Docker containers that run on Docker Engine:

Standard: Docker created the industry standard for containers, so they could be portable anywhere. 

Lightweight: Containers share the machine’s OS system kernel and therefore do not require an OS per application, driving higher server efficiencies and reducing server and licensing costs. 

Secure: Applications are safer in containers and Docker provides the strongest default isolation capabilities in the industry



Docker Engine

Docker Engine powers millions of applications worldwide, providing a standardized packaging format for diverse applications. Docker Engine is the industry’s de facto container runtime that runs on various Linux (CentOS, Debian, Fedora, Oracle Linux, RHEL, SUSE, and Ubuntu) and Windows Server operating systems. Docker creates simple tooling and a universal packaging approach that bundles up all application dependencies inside a container which is then run on Docker Engine. Docker Engine enables containerized applications to run anywhere consistently on any infrastructure, solving “dependency hell” for developers and operations teams, and eliminating the “it works on my laptop!” problem.

Why use Docker engine? 

Accelerate Innovation - Docker Engine forms the common foundation underlying the Docker Enterprise platform, allowing developers and operators to turn ideas into reality quickly and securely.

Freedom of Choice - Docker Engine supports any type of application - legacy to cloud-native, monolithic to 12-factor - and works with multiple operating systems, across hybrid/multi-cloud and validated to work with Kubernetes CRI.

Intrinsic Security - Docker Engine is built with security in mind.

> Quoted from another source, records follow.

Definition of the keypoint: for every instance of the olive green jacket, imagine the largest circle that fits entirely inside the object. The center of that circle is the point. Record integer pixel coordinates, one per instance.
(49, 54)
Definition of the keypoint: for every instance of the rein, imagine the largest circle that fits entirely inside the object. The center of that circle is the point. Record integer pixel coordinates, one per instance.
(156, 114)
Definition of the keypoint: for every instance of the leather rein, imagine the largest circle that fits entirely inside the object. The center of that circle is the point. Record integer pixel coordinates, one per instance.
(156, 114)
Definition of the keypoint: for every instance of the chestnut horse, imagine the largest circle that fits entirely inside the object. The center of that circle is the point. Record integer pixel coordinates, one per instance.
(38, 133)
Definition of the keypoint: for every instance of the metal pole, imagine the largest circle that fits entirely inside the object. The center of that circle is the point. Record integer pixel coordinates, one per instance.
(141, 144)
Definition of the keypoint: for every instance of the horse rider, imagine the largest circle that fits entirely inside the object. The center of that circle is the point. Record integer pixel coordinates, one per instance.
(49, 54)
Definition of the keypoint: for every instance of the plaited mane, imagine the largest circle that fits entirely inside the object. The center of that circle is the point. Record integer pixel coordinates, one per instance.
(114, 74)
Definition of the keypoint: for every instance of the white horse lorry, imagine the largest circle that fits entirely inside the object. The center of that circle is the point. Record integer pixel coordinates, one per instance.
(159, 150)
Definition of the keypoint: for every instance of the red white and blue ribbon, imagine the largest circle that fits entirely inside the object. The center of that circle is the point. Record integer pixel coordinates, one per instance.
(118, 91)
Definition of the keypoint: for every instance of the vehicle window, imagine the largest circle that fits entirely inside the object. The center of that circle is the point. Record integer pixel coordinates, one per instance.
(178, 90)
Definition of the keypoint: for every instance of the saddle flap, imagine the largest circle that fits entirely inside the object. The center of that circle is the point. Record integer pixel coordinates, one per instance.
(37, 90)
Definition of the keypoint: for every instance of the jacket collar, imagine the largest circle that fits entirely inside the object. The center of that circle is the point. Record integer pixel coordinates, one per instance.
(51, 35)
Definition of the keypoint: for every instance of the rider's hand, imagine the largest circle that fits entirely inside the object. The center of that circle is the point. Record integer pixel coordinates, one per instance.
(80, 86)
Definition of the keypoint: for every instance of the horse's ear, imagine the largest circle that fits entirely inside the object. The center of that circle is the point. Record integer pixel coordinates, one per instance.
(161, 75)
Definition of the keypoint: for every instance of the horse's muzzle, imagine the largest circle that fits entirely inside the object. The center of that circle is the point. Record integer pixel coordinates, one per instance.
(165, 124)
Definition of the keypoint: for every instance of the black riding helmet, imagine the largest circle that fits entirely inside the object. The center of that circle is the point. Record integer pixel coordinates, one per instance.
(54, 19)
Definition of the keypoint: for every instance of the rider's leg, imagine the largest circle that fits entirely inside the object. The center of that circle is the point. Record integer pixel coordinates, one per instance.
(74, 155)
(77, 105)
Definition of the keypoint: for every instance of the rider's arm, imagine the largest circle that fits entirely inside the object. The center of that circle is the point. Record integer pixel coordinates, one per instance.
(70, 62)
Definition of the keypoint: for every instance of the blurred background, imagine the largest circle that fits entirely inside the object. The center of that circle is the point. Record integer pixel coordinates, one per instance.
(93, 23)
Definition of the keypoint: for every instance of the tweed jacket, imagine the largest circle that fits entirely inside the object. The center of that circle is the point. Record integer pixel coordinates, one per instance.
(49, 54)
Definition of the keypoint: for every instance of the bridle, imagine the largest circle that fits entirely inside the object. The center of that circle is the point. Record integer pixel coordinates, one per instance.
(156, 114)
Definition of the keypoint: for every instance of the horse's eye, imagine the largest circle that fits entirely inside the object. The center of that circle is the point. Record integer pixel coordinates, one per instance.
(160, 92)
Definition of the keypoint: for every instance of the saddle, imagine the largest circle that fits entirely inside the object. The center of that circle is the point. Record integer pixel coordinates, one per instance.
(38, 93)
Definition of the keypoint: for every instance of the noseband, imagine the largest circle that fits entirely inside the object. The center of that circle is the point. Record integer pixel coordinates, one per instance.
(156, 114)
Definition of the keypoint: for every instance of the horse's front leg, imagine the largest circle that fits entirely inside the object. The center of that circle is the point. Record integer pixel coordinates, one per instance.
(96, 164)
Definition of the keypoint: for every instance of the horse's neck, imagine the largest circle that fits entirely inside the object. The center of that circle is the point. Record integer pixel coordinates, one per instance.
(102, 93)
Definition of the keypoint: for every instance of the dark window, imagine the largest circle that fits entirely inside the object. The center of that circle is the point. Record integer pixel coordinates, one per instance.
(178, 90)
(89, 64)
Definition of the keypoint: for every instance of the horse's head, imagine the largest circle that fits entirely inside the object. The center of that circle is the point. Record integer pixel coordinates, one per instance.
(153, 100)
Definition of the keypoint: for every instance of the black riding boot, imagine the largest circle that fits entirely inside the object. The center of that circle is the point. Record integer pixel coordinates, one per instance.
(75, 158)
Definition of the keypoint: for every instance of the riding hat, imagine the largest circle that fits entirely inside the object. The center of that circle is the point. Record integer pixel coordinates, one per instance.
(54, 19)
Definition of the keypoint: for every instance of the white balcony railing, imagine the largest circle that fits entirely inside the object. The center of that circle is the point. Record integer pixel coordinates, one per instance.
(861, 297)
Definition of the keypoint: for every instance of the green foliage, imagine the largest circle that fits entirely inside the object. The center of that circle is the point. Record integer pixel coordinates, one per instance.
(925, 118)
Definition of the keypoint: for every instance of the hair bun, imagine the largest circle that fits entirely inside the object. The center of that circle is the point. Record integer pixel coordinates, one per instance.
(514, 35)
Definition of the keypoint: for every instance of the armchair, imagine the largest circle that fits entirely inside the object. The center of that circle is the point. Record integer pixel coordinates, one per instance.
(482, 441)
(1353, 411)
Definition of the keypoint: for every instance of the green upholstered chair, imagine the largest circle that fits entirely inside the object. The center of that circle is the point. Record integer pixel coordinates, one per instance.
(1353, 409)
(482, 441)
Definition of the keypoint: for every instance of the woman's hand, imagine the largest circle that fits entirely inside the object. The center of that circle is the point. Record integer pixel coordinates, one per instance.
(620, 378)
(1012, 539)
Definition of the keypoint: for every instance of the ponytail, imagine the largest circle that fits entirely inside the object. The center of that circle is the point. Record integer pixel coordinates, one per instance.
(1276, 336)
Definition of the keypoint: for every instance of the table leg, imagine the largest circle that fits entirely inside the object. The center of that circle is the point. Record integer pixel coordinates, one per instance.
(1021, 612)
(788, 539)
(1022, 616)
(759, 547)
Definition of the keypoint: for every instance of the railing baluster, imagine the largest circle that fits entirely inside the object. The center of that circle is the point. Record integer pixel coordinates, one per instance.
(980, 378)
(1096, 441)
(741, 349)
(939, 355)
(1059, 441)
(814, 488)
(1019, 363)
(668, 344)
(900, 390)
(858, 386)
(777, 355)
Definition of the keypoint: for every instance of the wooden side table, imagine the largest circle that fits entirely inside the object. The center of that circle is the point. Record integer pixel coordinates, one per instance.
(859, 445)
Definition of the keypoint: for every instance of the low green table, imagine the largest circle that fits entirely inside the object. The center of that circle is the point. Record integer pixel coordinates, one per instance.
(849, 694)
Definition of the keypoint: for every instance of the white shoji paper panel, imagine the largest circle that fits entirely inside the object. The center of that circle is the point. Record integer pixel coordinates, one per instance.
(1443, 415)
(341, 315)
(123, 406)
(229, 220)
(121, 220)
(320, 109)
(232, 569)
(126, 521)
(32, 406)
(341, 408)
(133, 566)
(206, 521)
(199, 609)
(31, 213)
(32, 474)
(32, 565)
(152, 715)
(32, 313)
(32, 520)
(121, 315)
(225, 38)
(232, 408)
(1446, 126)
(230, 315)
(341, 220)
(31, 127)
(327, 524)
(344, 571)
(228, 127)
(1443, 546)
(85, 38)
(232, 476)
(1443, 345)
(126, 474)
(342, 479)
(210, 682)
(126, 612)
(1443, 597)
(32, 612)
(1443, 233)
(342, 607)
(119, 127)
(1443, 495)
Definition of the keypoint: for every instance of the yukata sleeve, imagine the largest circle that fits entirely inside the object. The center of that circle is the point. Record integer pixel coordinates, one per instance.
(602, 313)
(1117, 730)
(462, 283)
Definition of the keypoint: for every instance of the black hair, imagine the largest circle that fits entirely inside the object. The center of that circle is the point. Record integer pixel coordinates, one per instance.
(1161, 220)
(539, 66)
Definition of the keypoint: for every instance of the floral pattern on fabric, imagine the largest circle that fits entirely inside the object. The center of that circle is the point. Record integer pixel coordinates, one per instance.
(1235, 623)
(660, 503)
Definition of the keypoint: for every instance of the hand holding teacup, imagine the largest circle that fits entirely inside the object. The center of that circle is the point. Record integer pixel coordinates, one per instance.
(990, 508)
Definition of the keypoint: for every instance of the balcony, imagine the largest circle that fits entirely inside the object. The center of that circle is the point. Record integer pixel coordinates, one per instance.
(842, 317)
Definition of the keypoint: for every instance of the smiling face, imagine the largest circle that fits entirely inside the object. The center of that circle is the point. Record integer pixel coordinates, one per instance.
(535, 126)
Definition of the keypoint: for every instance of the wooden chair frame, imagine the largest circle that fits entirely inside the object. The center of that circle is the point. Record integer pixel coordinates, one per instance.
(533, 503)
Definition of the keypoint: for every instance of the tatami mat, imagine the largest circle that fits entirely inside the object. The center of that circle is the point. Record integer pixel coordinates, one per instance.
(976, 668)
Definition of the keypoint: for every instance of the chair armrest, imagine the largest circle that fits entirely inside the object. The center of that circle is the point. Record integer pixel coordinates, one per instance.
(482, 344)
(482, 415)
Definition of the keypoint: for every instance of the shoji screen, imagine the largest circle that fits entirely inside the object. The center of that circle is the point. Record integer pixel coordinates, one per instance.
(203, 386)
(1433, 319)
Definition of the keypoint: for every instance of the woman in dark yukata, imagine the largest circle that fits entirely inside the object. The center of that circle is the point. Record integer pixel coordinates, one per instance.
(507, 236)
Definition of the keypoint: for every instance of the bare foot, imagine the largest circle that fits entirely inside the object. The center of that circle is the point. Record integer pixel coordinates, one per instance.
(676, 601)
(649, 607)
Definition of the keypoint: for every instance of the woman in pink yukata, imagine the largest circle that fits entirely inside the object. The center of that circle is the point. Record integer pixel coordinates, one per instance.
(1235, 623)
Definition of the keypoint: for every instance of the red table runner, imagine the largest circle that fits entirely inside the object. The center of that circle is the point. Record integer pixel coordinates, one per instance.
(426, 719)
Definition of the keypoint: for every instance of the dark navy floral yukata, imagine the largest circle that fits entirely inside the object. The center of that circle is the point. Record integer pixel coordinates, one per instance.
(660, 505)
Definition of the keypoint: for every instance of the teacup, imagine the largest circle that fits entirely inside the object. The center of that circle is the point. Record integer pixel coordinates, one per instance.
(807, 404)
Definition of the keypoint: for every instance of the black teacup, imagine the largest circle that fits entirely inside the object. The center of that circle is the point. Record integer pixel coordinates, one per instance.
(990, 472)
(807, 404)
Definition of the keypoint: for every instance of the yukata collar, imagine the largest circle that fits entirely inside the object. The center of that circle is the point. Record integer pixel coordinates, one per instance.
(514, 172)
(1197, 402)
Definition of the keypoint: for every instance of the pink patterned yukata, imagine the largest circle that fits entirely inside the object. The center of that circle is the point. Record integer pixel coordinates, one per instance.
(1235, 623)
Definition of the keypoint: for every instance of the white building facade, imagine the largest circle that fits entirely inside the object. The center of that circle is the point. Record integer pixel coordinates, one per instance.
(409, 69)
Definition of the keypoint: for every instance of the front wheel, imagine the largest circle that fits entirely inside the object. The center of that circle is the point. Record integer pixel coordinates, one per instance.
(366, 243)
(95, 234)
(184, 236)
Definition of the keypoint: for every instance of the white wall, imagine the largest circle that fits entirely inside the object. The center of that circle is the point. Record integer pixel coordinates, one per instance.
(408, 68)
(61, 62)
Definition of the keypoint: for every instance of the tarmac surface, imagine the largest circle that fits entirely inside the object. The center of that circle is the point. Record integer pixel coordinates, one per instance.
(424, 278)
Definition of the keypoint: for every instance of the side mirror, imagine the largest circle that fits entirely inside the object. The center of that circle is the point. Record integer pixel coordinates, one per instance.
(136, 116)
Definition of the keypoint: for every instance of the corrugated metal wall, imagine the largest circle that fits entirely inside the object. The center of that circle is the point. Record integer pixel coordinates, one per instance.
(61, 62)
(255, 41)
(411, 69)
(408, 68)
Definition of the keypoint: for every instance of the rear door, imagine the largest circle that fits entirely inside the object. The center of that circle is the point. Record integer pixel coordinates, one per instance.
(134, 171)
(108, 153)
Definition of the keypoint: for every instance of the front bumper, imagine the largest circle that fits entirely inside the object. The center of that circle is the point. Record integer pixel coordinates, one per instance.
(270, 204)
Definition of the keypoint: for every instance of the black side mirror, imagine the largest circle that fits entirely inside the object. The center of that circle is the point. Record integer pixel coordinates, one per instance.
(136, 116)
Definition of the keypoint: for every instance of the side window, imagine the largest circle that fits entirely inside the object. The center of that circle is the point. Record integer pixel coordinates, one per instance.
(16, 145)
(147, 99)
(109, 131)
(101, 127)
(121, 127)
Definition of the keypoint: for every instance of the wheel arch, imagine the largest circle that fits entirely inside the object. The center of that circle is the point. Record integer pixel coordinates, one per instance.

With Docker Content Trust and FIPS 140-2 validation, Docker Engine users can run containerized applications in highly regulated environments.




Features & capabilities of Docker Engine

Powered by containerd - Built on the leading open source container runtime, a graduated project of the Cloud Native Computing Foundation (CNCF). Containerd implements Kubernetes Container Runtime Interface (CRI) and is widely adopted across public clouds and enterprises.

Integrated BuildKit - BuildKit is an open source tool that takes the instructions from a Dockerfile and ‘builds” a Docker image. This process can take a long time so BuildKit provides several architectural enhancements that makes it much faster, more precise and portable.

Docker CLI - The most popular way to interface with Docker containers is the Docker CLI - a simple, yet powerful client that greatly simplifies how you manage container instances through a clear set of commands.